Pare de vender ferramenta: venda solução, decisão e resultado
Quando a conversa comercial sai da lista de recursos e entra no impacto real do negócio, a objeção de preço perde força e a conversão fica mais previsível.
Tese central
Empresas não compram ferramenta por amor à tecnologia; compram redução de risco, ganho de tempo e previsibilidade de execução.
Contexto
Muitas operações investem em stack, automações e integrações, mas seguem com ciclos longos, negociações desgastantes e margem comprimida. Na maioria dos casos, a falha não está na tecnologia — está na narrativa comercial.
Evidência
- Reuniões longas com demo e pouca definição de meta.
- Propostas sem escopo de resultado e sem critério de sucesso.
- Objeção de preço precoce por falta de clareza de impacto.
Contraponto
“Cliente técnico quer ver ferramenta.” Sim, mas decisão final passa por risco, prazo e resultado.

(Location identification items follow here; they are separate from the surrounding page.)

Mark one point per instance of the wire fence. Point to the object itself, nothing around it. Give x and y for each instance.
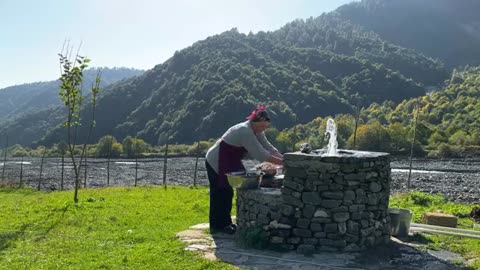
(99, 172)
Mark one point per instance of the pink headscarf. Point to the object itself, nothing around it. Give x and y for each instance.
(260, 113)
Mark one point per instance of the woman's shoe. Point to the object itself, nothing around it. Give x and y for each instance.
(229, 229)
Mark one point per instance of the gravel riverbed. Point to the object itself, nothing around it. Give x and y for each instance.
(456, 179)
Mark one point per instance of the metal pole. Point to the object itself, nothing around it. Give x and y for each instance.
(4, 159)
(85, 174)
(165, 166)
(41, 169)
(196, 165)
(21, 173)
(413, 143)
(63, 168)
(108, 160)
(136, 161)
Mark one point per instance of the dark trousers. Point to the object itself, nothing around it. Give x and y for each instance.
(220, 201)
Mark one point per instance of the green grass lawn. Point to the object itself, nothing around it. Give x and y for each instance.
(110, 228)
(421, 203)
(134, 228)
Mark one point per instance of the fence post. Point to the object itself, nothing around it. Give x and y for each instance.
(196, 164)
(413, 143)
(85, 174)
(136, 161)
(63, 168)
(108, 160)
(4, 159)
(21, 172)
(165, 166)
(41, 168)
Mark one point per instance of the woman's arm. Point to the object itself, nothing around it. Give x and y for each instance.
(275, 160)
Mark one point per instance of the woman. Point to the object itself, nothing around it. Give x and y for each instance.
(225, 156)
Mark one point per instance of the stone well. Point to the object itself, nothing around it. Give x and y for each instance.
(326, 203)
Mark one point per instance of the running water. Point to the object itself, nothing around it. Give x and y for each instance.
(332, 140)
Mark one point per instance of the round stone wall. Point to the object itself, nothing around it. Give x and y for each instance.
(327, 203)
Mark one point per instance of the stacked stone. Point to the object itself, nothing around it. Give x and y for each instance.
(327, 203)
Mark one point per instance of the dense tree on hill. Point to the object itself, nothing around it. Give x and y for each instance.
(319, 67)
(444, 29)
(23, 99)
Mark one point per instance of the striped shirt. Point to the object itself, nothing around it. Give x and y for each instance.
(242, 135)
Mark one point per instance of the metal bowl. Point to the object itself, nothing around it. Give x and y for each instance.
(242, 180)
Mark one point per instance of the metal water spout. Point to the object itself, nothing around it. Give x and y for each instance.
(332, 140)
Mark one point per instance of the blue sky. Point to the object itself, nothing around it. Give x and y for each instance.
(127, 33)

A técnica sustenta a solução; não deve substituir a solução na conversa.
Aplicação prática (7 dias)
- Trocar abertura de catálogo por abertura de dor/impacto.
- Diagnóstico com 5 perguntas de negócio (meta, prazo, restrições, risco, alavanca de receita/custo).

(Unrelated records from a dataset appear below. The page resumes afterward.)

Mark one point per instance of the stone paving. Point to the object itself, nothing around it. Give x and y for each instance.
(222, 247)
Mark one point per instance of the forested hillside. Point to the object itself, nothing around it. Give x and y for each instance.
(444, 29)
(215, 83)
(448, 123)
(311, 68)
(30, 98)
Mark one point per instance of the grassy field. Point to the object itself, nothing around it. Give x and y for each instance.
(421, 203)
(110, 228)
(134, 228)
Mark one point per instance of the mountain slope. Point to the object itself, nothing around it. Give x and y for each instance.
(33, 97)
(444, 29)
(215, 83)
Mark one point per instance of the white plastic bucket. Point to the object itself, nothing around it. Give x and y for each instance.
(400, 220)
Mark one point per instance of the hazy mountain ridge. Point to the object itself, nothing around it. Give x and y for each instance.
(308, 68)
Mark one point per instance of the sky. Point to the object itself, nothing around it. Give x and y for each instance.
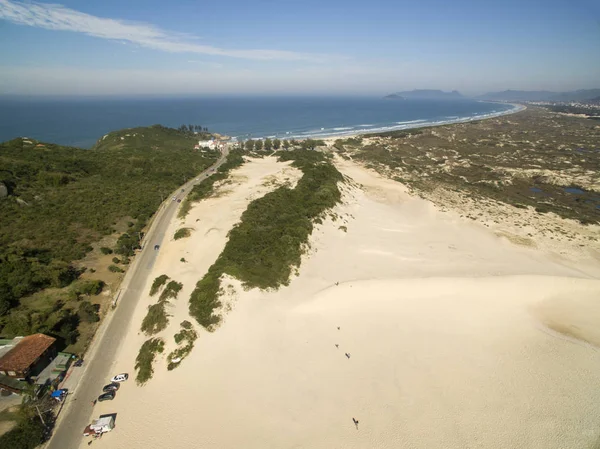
(277, 47)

- Proposta em fases com indicadores de validação (antes/depois).
- Alinhar promessa comercial com capacidade operacional (evitar prometer além do delivery).
Playbook de proposta (checklist)
- Âncora de resultado: defina 1 métrica central (TTV, churn, CAC/LTV ou lead-to-win).

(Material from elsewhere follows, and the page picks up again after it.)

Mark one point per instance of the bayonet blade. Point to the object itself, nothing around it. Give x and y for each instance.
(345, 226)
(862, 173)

- Riscos explicitados: liste 3 riscos e mitigação (dados, adoção, integração).
- Fases e entregáveis: piloto curto + expansão condicionada a marco de sucesso.
- Prova: 1 caso ou evidência que valide a tese.
- Critério de saída: quando parar ou pivotar se o resultado não vier.
Mini-caso (exemplo numérico)
Empresa B2B com ciclo de 90 dias, ticket R$ 12k, objeção de preço alta. Mudança: proposta passou a abrir com meta de reduzir TTV de 45 → 25 dias e elevar taxa de avanço de 18% → 25%. Resultado: redução de objeções em 30% e aumento de fechamento em 14% em 60 dias.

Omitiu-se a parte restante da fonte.